= Aaron Sangala =

Malawian politician (born 1958)

Aaron Sangala (born 1958) is a politician who was appointed Minister of Internal Affairs and Public Security in the cabinet of Malawi in May 2009.

==Artistic and educational career==
Aaron Sangala was born in 1958, grandson of James Frederick Sangala, a founding member of the Nyasaland African Congress.
Sangala worked for Lever Brothers (1974–1981), for the French Embassy teaching modern languages at the French Cultural Centre, and at St.

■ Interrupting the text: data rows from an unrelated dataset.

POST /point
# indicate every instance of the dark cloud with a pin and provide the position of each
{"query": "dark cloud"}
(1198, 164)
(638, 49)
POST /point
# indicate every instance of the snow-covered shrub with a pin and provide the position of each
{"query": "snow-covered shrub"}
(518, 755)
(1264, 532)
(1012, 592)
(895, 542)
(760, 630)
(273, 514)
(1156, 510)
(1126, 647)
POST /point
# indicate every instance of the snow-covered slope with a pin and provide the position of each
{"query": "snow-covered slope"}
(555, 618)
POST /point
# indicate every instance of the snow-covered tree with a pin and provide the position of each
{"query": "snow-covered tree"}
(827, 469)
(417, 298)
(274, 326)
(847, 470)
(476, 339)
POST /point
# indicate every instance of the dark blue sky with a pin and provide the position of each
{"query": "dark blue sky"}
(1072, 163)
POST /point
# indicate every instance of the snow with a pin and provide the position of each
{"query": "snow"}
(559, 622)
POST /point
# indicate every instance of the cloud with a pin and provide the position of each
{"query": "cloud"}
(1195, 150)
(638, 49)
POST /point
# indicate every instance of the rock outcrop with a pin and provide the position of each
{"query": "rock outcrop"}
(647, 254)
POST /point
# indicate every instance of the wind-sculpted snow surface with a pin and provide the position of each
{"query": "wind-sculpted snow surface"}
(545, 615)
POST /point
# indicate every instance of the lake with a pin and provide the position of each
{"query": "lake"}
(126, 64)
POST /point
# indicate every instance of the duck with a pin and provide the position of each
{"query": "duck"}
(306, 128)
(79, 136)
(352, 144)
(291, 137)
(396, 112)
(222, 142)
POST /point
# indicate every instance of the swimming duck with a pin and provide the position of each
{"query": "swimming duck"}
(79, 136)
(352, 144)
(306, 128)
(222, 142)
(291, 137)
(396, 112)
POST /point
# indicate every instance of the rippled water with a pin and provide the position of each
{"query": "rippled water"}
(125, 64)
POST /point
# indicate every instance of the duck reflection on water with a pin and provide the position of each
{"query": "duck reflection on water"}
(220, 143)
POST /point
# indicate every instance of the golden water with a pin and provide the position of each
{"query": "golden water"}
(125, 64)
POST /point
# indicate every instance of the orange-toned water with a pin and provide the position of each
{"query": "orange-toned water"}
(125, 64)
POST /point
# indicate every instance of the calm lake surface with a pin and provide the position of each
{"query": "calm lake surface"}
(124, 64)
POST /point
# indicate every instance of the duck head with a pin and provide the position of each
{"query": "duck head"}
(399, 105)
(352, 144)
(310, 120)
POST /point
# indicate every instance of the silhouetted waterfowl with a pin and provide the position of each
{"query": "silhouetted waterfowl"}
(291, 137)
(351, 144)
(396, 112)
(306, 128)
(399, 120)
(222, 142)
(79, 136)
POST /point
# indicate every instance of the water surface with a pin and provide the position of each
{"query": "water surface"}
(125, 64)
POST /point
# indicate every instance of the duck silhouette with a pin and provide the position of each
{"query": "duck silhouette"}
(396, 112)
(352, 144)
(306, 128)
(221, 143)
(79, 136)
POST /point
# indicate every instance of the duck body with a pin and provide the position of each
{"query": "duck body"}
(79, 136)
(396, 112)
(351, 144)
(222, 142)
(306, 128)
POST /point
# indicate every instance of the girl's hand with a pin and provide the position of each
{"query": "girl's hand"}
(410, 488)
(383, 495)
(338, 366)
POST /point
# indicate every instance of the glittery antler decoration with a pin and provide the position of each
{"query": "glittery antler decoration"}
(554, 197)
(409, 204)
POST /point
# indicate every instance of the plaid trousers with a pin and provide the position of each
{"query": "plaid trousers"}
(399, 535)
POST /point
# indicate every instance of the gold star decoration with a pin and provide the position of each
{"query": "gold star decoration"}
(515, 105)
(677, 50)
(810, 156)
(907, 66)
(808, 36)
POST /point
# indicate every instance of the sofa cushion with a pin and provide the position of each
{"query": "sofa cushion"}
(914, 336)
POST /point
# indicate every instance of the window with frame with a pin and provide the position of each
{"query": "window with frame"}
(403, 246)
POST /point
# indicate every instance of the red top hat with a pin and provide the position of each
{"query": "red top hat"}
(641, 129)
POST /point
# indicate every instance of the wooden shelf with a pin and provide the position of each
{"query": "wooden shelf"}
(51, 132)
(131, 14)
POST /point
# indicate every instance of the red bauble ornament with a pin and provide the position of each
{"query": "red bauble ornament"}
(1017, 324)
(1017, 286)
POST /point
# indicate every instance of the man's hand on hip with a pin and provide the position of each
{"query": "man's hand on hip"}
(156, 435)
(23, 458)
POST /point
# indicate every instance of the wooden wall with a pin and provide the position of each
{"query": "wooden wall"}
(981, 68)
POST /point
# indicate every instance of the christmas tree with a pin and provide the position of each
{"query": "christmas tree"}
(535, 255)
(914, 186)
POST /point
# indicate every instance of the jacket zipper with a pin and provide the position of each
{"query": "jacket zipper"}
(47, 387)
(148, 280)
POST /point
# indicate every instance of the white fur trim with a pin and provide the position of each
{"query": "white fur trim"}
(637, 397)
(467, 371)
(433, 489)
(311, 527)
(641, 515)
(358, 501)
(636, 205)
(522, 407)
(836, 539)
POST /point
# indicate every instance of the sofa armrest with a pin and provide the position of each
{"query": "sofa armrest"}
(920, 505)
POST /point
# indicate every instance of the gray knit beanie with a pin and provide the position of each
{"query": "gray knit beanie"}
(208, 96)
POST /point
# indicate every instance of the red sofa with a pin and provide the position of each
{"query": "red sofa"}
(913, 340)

Andrews High School teaching music.
He is a founding member of the Sambangoma Cultural Troupe, Capital Theatre, Blantyre Round Table and Tiakalulu Guitar Quartet.
With Ricardo Garcia and Bashir Sacranie, he was a founder member of the group Kalulu.

==Political career==
Sangala was elected as Member of Parliament for Blantyre Ndirande Malabada in 2004.
In June 2006 he was appointed as Deputy Minister of Health, in May 2007 became Deputy Minister of Women and Child Development.
In 2008 he became Minister of National Defense.
He contested the May 2009 General Election on a Democratic Progressive Party (DPP) ticket and was reelected.
Sangala was appointed as Minister of Internal affairs and Public Security in the cabinet that became effective on 15 June 2009.
He retained this position in the cabinet announced on 9 August 2010.
He was infamously involved in a parliament brawl with MP Anita Kalinde in 2011 while serving as Minister of Defense. Sangala was physically assaulted in parliament by Kalinde, in a video that was aired on television and went viral in Malawi.